Ranking Kevin Sinfield’s six greatest moments

Tonight, 27 years since signing for the club and 24 years since he made his debut as a 16-year-old against Sheffield, Kevin Sinfield’s association with Leeds Rhinos comes to an end.

Super League’s most successful captain is regarded as some as the finest ever player to pull on the Blue and Amber. He led the club to 15 major honours in 13 years as skipper whilst claiming personal accolades such as becoming the club’s all-time leading points scorer.

He retired from rugby league in 2015 as a treble winner but returned to the Rhinos in 2018 to help the club after a difficult few years. He’s done exactly that leading Leeds to Challenge Cup success last season. Having secured the signings of Aidan Sezer and James Bentley ahead of 2022, he’s now headed to Leicester Tigers. But he’ll leave a lasting imprint on the club and the sport. But what are his six greatest moments? Today we’re counting them down.

6. Weathering the storm

Very few players can claim to have outfoxed Melbourne Storm’s holy trinity in their prime, but Sinfield did just that in 2008 with a Man of the Match performance in the World Club Challenge. The Leeds skipper kicked Melbourne to pieces at Elland Road whilst scoring seven of Leeds’ eleven points including the drop goal that settled the contest in Leeds’ favour.

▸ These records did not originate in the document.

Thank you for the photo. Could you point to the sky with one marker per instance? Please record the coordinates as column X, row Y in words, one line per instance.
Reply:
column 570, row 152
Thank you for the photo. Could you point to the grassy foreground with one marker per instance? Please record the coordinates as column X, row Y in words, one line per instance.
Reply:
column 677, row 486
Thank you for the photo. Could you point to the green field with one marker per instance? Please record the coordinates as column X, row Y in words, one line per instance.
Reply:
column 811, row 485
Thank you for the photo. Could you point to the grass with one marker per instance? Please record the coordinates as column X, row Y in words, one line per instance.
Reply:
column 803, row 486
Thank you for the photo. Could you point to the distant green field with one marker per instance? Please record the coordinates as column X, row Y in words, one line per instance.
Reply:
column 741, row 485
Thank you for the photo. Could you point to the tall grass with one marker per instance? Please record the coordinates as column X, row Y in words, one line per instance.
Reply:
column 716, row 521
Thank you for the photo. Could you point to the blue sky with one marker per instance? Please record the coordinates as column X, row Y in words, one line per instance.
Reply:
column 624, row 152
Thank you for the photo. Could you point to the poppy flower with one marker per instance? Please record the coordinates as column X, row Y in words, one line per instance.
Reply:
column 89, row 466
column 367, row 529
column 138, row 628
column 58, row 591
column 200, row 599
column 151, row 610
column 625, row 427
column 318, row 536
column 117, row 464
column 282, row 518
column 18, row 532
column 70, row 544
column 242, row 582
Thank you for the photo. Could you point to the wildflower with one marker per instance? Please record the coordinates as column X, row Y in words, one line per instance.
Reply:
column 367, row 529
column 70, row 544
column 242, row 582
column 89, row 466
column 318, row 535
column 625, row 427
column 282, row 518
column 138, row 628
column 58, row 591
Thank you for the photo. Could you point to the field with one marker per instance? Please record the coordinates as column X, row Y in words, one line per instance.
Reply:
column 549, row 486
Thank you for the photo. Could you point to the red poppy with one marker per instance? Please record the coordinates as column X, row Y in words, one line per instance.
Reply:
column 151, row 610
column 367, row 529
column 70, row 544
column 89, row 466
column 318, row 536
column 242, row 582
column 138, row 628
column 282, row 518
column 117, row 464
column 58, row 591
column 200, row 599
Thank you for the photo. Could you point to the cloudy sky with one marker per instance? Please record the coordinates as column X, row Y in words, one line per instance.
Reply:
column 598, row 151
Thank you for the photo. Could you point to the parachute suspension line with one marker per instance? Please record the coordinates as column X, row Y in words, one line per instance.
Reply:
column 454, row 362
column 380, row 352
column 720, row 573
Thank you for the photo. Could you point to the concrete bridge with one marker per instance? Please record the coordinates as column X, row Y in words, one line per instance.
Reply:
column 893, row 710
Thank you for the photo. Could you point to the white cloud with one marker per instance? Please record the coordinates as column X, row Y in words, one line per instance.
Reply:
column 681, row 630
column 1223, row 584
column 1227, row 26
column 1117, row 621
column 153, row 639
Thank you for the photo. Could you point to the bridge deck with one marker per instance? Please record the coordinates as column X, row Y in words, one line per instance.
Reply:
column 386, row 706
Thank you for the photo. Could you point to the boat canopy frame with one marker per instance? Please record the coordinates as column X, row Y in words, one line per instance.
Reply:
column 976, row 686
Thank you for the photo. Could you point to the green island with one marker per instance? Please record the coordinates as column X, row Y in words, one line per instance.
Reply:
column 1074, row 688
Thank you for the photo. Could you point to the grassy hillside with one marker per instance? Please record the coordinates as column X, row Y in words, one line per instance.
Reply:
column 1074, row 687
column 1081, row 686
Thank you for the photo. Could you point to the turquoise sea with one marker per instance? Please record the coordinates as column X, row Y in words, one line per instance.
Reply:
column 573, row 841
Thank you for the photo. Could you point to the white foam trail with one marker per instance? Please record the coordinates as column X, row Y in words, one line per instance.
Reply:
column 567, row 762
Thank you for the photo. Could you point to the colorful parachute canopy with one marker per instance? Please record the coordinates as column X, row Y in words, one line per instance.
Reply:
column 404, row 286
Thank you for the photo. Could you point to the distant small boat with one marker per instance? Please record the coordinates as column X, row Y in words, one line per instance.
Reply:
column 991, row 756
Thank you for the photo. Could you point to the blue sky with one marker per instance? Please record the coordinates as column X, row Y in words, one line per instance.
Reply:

5. Picking Wigan apart in 2012

In similar fashion, Sinfield came up with a Man of the Match display at the DW Stadium to defy the odds and take fifth placed Leeds to Old Trafford. Without the dynamic Danny McGuire, many feared Leeds wouldn’t be able to score the points to defeat Wigan, however Sinfield notched nine points as he slowly picked the Warriors apart prompting Brian Carney to come up the iconic line “it’s going to be death by a thousand cuts tonight.” It certainly was especially when Sinfield’s bomb forced Wigan into conceding a penalty which he then converted to give Leeds a 13-12 win. The following week he claimed the Harry Sunderland Award for a Man of the Match display at Old Trafford before being awarded the Golden Boot as the world’s best player in 2012.

4. The Grand Final winning tackle

This should be considered the greatest and most important tackle in Super League history. In the Grand Final, as Leeds pursued a historic third Super League title in a row, the Rhinos led 11-10 with just over 10 minutes to go when rivals St Helens spun the ball out wide to Kyle Eastmond. The centre went down the wing to score or so it seemed. A superb diving tackle from Sinfield denied Eastmond and gave the Rhinos the trophy. He’d later be named Man of the Match and was handed the Harry Sunderland Award.

3. “The hero of Headingley”

In one of the greatest games of all-time, Leeds took on Grand Final favourites Warrington in the semi-final. Everyone had written the Rhinos off but an amazing performance saw them level with the Wolves going into the dying minutes. A penalty gave Leeds the chance to win the game if Sinfield could notch the two points from a difficult position. He stepped up to send Leeds to an unlikely Grand Final prompting Eddie Hemmings to name him “the hero of Headingley.” A week later he secured Grand Final glory before bringing the house down with a passionate speech about the character of his side.

2. The 40/20 that changed history

In his final game at Headingley, Sinfield’s Leeds side were behind the eight-ball against St Helens as the dream of the treble slowly slipped away. Then Sinfield stepped out of dummy half to kick a 40/20 which changed the momentum of the game. A few minutes later he was converting Ryan Hall’s try to give the Rhinos a 14-13 lead. Leeds went onto win the game and the following week’s Grand Final.

1. Everything he’s done for Rob Burrow

Kevin Sinfield is Super League’s greatest ever captain not just because he brought the best out of his players but because he was a brother to them. Even now he still provides that same level of support to his former teammates. The best example would be the kindness he’s shown to Rob Burrow during his plight with MND. Sinfield ran seven marathons in seven days to raise money for Burrow and even played one final game at Headingley for his old mate. A leader in every sense of the word, he’s led by example in Burrow’s campaign against the awful disease.